Everyone jumped up, instantly ready for combat, fingers reaching hastily for pendants.
Emma exploded into the room like a fireball of wild blonde hair and blazing green cat eyes. "Fuckwits! You'll never guess what I discovered! The doctors at the Alfred, they're fucking–"
"Working for the aliens," Daniel cut across her, almost wishing he had a camera to capture her pricelessly astonished expression. "And the gene scans detect Mew genes, and then they use a special alien serum to kill them. Yeah, we know."
She was stunned into silence for a moment, then scowled and said, "Fuck! What the fuck? How the fuck do you guys already know that? And who the fuck is that?" She'd just noticed the intern sitting rigidly on the couch.
"Sit down, fuckwit," Daniel said with emphasis, taking personal pleasure in finally being superior to her and putting her in her place. "We've got a lot to tell you."
CULTURE NOTE
Tim-Tam - An extremely Aussie sweet biscuit; very famous. Basically consists of chocolate malt paste sandwiched between two chocolate biscuits, and coated with milky chocolate. Mmm... I have a pack of double-coated Tim-Tams in my fridge at the moment. There really is nothing like them anywhere. :)

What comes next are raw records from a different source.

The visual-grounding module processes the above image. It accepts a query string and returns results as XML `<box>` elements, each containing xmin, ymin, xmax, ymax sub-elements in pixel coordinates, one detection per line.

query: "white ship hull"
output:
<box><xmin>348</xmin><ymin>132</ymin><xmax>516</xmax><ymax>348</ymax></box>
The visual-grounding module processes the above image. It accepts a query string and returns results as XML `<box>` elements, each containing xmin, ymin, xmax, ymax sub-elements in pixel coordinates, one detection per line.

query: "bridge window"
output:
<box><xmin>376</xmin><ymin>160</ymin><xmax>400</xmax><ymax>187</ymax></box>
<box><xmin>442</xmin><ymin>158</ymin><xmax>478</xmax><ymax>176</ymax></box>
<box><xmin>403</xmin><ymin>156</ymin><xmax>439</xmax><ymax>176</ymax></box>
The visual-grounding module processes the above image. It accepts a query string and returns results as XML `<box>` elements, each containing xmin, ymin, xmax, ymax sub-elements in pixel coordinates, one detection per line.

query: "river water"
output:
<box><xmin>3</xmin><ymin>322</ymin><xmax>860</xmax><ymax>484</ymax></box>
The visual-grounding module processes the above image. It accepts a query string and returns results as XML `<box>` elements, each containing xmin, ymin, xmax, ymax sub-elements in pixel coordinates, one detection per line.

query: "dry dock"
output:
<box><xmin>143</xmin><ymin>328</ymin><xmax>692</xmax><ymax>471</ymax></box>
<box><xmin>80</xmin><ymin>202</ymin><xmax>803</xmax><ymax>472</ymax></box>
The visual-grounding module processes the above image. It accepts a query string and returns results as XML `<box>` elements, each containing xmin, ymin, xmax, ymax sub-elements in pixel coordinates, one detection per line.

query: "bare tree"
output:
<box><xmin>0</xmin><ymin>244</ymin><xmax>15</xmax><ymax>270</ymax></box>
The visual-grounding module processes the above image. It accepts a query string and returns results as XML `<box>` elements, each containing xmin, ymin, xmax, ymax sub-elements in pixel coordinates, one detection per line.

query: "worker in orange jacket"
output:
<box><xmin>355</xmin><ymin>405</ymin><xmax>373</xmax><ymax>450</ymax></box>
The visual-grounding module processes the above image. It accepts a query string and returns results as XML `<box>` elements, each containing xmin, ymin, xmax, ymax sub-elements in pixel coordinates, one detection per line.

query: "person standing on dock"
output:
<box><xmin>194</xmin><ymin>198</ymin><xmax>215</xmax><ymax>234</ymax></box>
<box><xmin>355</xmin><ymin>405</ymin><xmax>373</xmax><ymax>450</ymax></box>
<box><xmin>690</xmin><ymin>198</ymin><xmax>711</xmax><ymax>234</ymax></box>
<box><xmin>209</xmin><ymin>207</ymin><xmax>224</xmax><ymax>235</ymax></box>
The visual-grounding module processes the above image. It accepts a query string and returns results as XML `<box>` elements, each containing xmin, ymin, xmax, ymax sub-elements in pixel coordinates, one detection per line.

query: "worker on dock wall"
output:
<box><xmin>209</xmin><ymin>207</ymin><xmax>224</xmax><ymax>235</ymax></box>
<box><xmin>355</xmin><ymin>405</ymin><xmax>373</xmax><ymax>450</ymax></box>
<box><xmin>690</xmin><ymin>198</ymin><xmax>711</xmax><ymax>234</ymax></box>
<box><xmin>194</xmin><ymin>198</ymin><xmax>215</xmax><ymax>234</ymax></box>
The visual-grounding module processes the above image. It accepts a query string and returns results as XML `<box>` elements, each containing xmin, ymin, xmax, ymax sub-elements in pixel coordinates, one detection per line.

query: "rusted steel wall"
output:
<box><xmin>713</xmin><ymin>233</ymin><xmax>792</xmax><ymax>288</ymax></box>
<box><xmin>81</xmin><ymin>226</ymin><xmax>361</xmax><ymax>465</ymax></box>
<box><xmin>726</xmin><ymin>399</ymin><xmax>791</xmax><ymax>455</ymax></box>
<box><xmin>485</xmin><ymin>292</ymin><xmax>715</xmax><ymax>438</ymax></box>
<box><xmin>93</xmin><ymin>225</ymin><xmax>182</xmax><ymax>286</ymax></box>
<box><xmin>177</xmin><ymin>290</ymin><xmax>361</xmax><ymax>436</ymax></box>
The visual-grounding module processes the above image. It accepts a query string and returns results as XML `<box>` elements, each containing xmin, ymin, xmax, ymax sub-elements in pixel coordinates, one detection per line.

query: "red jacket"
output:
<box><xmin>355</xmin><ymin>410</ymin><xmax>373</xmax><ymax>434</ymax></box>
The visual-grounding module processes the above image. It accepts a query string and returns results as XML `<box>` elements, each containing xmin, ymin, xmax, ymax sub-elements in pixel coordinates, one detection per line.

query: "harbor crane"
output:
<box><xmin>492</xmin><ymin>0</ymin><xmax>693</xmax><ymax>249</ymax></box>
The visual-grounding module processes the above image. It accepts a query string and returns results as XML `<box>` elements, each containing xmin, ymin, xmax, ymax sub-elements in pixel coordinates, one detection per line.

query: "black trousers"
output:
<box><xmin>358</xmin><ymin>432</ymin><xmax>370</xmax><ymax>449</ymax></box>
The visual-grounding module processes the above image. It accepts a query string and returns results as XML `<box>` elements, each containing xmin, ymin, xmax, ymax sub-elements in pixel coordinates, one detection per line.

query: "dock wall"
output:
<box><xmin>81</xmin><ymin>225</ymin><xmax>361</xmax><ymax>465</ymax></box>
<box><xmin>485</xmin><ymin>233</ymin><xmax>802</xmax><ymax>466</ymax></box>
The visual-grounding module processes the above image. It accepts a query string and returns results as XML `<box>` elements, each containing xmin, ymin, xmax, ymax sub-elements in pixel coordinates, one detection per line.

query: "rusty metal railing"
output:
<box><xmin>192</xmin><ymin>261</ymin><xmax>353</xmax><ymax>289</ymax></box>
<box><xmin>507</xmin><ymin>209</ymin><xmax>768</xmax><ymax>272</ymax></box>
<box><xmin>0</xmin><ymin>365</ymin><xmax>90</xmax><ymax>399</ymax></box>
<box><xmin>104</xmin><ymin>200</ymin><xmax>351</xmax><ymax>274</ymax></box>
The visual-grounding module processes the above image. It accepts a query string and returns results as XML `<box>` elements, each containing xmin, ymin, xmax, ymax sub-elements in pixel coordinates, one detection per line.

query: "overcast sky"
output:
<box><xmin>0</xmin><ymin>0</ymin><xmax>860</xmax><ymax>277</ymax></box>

Bloody - again, in this context, it doesn't actually mean 'blood', but 'stupid'. In sentences like this, 'bloody' is an expression of displeasure.
Shit scared - very commonly used in slang. Emphasis is, obviously, on how frightened/terrified someone is. Most often said person was VERY scared. Having said that, it's really only used when the situation was amusing, but it is still used sometimes for serious fear.
I hope a lot of this technical stuff is conceivable. I obviously had to make it up, but I hope it makes sense.
I've worked hard to avoid inconsistencies and gaps, but there might be a few little ones here and there. I know there's one big one from earlier on (that hopefully none of you, fingers crossed, have noticed yet) that I'm knotting out in future chapters. It's going to take a bit of work to figure that one out though; stupid me. It's too hard to change it though, so I just have to work with what I've already got.
Oh well. Everyone loves a good challenge. :)
Story's going to move along again now. The slow hospital stuff is almost done. Huzzah! There's a good scene coming up, which is one of my all-time fave scenes ever written from any of my stories. Might even be in the next chapter, actually. Anyway, I've been looking forward to getting that one up, so fingers crossed it's well-received, or it might break my heart haha.